I typed up a piece of paper, signed my name at the bottom, and dated it. and this is what it says:

12, July 2006

You are officially giving up on everyone and everything. Everytime you get close to something it is somehow taken away from you, and you are sick of it. Therefore, you're not going to expect anything for any reason, and that way you will never be let down. Life sucks, and nothing good will ever come to you.
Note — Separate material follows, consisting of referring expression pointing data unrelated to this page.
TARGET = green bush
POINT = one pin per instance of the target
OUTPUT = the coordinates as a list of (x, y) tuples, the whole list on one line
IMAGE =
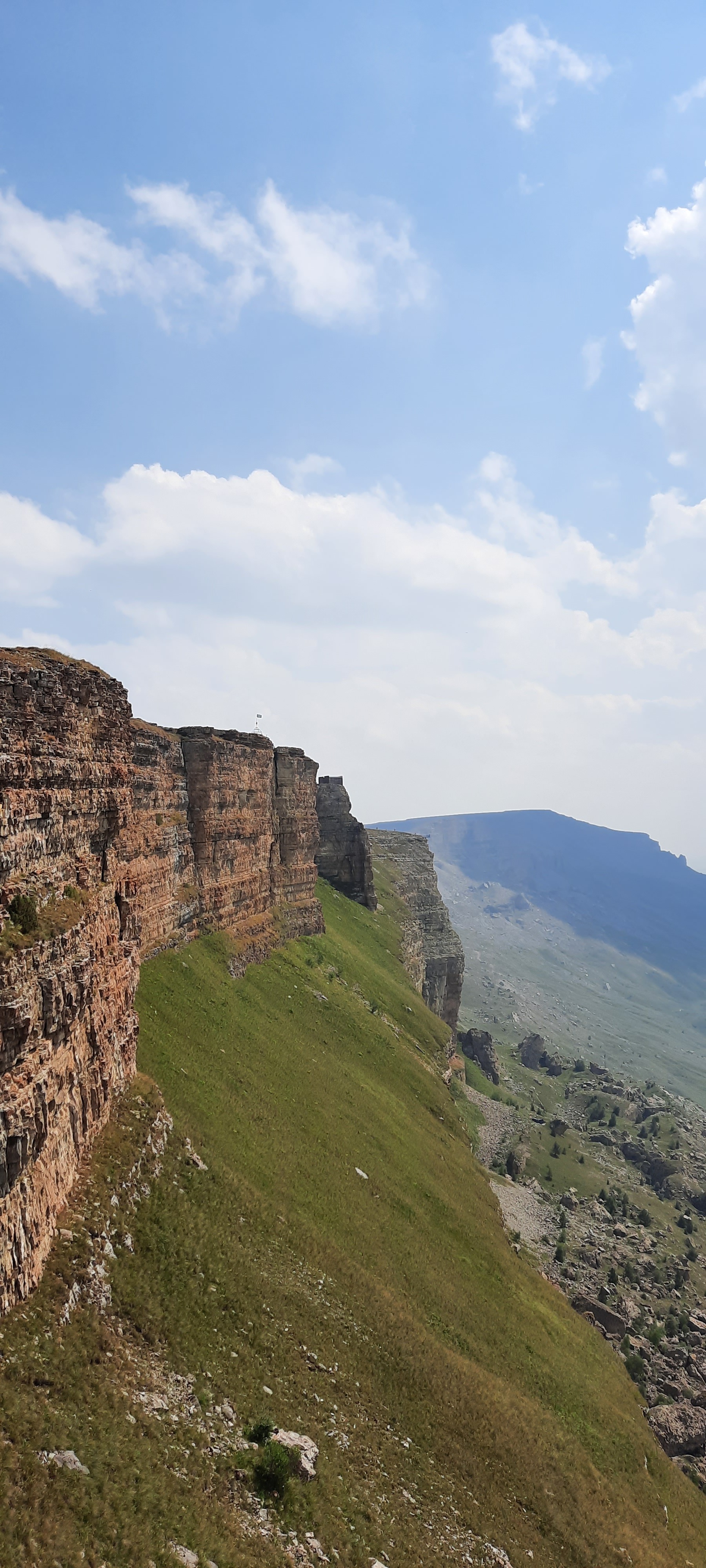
[(274, 1467), (636, 1367), (260, 1432), (23, 913)]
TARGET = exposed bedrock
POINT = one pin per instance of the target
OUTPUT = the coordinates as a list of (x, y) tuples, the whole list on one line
[(125, 838), (431, 948), (344, 846), (478, 1047)]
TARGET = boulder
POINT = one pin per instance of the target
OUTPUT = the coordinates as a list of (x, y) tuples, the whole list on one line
[(304, 1446), (613, 1323), (533, 1051), (478, 1045), (680, 1429), (65, 1459)]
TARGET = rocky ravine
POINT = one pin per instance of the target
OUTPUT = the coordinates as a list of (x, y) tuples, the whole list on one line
[(630, 1255), (122, 838)]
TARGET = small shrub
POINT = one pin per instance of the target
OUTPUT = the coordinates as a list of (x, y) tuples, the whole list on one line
[(260, 1432), (636, 1368), (23, 913), (274, 1467)]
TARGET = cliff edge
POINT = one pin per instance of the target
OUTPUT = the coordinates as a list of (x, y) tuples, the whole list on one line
[(344, 846), (117, 840), (431, 948)]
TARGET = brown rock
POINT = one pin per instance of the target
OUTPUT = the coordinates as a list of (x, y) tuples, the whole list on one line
[(533, 1051), (680, 1429), (478, 1045), (603, 1315), (344, 846), (432, 951), (164, 835)]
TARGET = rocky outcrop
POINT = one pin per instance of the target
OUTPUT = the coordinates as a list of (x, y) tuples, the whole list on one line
[(478, 1045), (125, 838), (680, 1429), (533, 1051), (431, 948), (613, 1323), (344, 846)]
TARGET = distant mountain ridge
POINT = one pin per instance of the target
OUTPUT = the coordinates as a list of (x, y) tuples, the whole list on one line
[(616, 887)]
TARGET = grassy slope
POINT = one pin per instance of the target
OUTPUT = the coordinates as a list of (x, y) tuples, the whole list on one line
[(649, 1025), (404, 1285)]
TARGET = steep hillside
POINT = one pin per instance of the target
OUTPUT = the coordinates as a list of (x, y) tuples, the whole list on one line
[(617, 888), (316, 1246), (594, 938)]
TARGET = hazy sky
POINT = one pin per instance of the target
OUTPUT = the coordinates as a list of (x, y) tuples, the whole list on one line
[(354, 374)]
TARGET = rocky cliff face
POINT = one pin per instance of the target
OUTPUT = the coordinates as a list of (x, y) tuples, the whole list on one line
[(432, 951), (344, 846), (125, 838)]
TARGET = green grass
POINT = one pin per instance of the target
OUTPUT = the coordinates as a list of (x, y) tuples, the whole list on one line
[(429, 1329)]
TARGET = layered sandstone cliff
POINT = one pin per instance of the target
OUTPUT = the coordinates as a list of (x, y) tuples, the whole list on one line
[(431, 948), (125, 838), (344, 846)]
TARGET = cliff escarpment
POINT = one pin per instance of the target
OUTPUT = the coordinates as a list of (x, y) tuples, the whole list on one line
[(117, 838), (431, 949), (344, 846)]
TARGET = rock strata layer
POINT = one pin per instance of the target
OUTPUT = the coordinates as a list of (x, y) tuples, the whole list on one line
[(431, 948), (125, 838), (344, 846), (478, 1045)]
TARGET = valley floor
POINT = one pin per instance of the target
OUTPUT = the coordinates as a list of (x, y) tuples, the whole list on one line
[(311, 1243)]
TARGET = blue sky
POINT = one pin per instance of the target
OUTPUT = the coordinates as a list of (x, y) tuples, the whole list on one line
[(322, 396)]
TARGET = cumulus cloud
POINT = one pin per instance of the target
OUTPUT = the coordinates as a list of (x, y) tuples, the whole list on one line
[(669, 319), (37, 551), (326, 266), (533, 65), (540, 669), (592, 357), (313, 466)]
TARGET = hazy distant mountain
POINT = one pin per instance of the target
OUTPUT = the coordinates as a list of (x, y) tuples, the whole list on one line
[(619, 888)]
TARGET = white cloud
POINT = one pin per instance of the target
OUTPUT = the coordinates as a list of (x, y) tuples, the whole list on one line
[(313, 466), (686, 100), (84, 263), (592, 357), (669, 319), (37, 551), (329, 267), (540, 669), (531, 68)]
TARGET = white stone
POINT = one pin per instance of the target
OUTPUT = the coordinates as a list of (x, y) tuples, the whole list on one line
[(305, 1446)]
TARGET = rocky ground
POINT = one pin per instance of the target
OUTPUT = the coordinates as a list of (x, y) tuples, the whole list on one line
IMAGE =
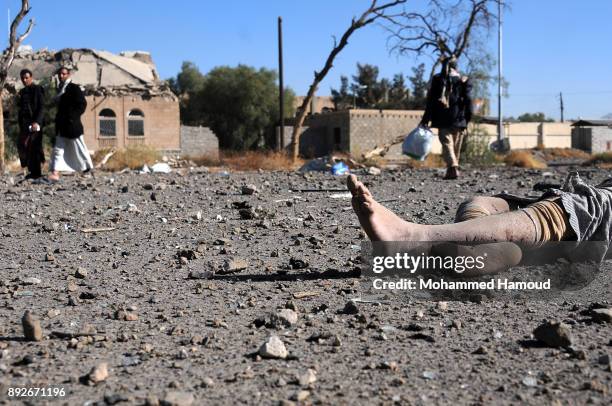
[(189, 274)]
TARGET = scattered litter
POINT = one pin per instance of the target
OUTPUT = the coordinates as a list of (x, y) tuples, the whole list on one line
[(161, 167), (340, 168), (346, 195), (302, 295), (97, 230)]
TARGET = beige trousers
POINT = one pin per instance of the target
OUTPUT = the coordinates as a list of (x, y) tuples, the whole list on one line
[(451, 140)]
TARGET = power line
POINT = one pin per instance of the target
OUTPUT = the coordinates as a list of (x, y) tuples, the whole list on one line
[(556, 94)]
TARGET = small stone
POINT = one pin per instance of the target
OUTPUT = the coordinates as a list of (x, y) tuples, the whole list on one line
[(602, 315), (554, 334), (308, 377), (200, 275), (296, 263), (273, 347), (81, 273), (98, 374), (31, 327), (287, 316), (350, 308), (372, 170), (30, 281), (249, 189), (529, 381), (481, 351), (125, 315), (234, 265), (178, 398)]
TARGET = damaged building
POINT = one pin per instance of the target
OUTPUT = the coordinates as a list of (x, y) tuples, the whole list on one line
[(127, 103)]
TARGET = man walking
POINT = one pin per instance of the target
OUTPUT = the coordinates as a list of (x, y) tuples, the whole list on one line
[(30, 117), (449, 108), (69, 149)]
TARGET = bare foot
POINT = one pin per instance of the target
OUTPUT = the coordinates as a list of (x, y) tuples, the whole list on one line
[(379, 223)]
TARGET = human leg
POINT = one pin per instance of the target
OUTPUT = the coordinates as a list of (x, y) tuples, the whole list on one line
[(57, 156), (480, 206), (380, 224)]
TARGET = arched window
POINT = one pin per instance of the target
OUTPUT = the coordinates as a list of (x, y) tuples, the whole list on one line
[(136, 123), (108, 123)]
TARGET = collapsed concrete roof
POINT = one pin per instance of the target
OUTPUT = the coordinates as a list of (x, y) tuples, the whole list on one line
[(99, 72)]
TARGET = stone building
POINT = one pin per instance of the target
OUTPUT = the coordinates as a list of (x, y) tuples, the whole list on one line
[(355, 131), (592, 136), (127, 103)]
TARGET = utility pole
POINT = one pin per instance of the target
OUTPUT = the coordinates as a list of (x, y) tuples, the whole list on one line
[(281, 98), (500, 124)]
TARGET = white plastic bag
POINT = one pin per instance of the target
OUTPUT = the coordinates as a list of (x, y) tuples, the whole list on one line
[(417, 143)]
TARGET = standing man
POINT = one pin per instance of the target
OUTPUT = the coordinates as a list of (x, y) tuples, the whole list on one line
[(449, 108), (31, 111), (69, 149)]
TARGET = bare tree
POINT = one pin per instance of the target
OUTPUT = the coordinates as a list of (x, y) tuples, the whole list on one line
[(6, 60), (448, 27), (374, 12)]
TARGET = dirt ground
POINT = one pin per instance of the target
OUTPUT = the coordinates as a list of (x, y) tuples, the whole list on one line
[(138, 297)]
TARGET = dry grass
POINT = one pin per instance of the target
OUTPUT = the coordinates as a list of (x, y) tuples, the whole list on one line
[(133, 157), (603, 160), (524, 159), (551, 154), (254, 160)]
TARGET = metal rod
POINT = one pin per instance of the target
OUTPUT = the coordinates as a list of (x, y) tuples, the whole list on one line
[(281, 98), (500, 124)]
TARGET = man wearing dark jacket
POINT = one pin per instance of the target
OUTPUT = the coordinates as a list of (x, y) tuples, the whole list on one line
[(449, 108), (30, 117), (69, 151)]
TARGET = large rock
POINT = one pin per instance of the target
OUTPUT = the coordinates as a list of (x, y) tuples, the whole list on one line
[(554, 334), (98, 374), (31, 327), (273, 347), (602, 315), (178, 398)]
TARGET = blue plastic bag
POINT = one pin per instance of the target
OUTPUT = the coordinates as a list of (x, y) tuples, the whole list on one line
[(340, 168), (417, 143)]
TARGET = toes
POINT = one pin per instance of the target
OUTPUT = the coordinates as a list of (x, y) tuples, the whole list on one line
[(351, 184), (362, 190)]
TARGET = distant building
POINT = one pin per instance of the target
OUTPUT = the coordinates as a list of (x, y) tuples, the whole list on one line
[(127, 103), (318, 104), (355, 131), (592, 136)]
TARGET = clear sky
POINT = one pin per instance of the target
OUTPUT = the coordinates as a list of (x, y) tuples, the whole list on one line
[(550, 46)]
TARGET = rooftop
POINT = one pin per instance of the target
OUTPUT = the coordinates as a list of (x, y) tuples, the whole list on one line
[(98, 72)]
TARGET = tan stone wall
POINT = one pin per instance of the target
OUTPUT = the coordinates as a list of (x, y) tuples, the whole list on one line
[(369, 128), (557, 135), (161, 122)]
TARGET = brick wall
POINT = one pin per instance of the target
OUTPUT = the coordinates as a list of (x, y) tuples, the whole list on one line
[(199, 141), (161, 122), (601, 139), (369, 128)]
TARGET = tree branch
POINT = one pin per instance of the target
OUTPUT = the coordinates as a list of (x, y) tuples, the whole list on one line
[(367, 17)]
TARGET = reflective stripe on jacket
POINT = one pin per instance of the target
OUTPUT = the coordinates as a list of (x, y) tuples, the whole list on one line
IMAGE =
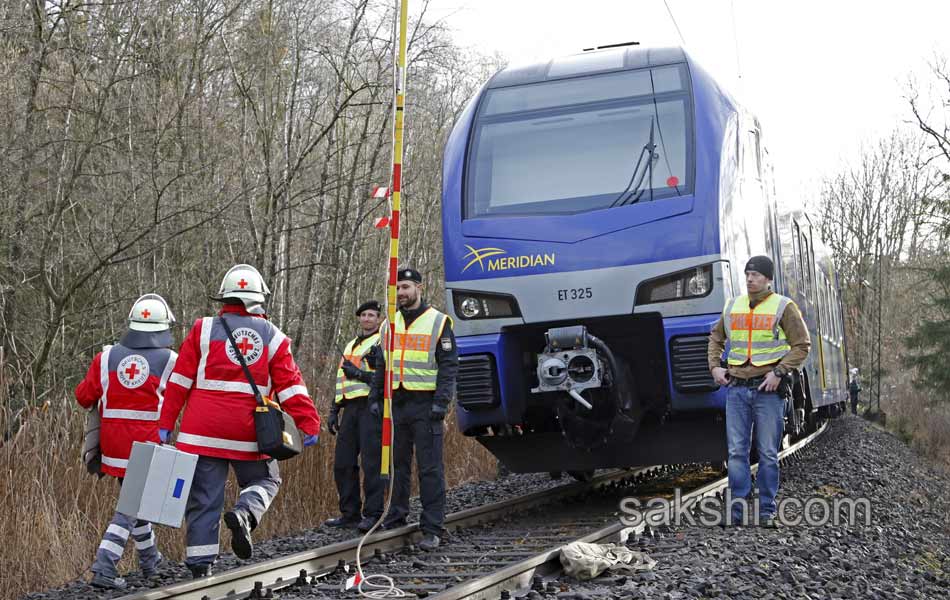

So you might as well smoke another cigarette, down another can of beer, and cry yourself to sleep because that's all you have going for you.

Karyn Yoak

and i typed up another one....

12, July 2006

Never pick up anymore shifts at work, for anyone, for any reason other than death in the family, death of one of their friends, or death of themselves.

Karyn Yoak

the second one is about the fact that i am tired of working. (p.s. lola just jumped up onto my windowsill and didnt quite make it and fell back down... haha.... i found it humorous.) i'm tired of everyone always calling on me for everything... especially ron. i hate him right now.

the first one is about the fact that i slept with douchnozzle again, and how i hate myself for it. more than i ever expected i would. its about the fact that i'm highly interested in someone else, and one of my friends has also expressed the same interest, so there's no point in my competing because what do i have? nothing.... thats what. this is about the fact that i'm kind of a worthless piece of fat shit..... and i'm not going to deny it anymore.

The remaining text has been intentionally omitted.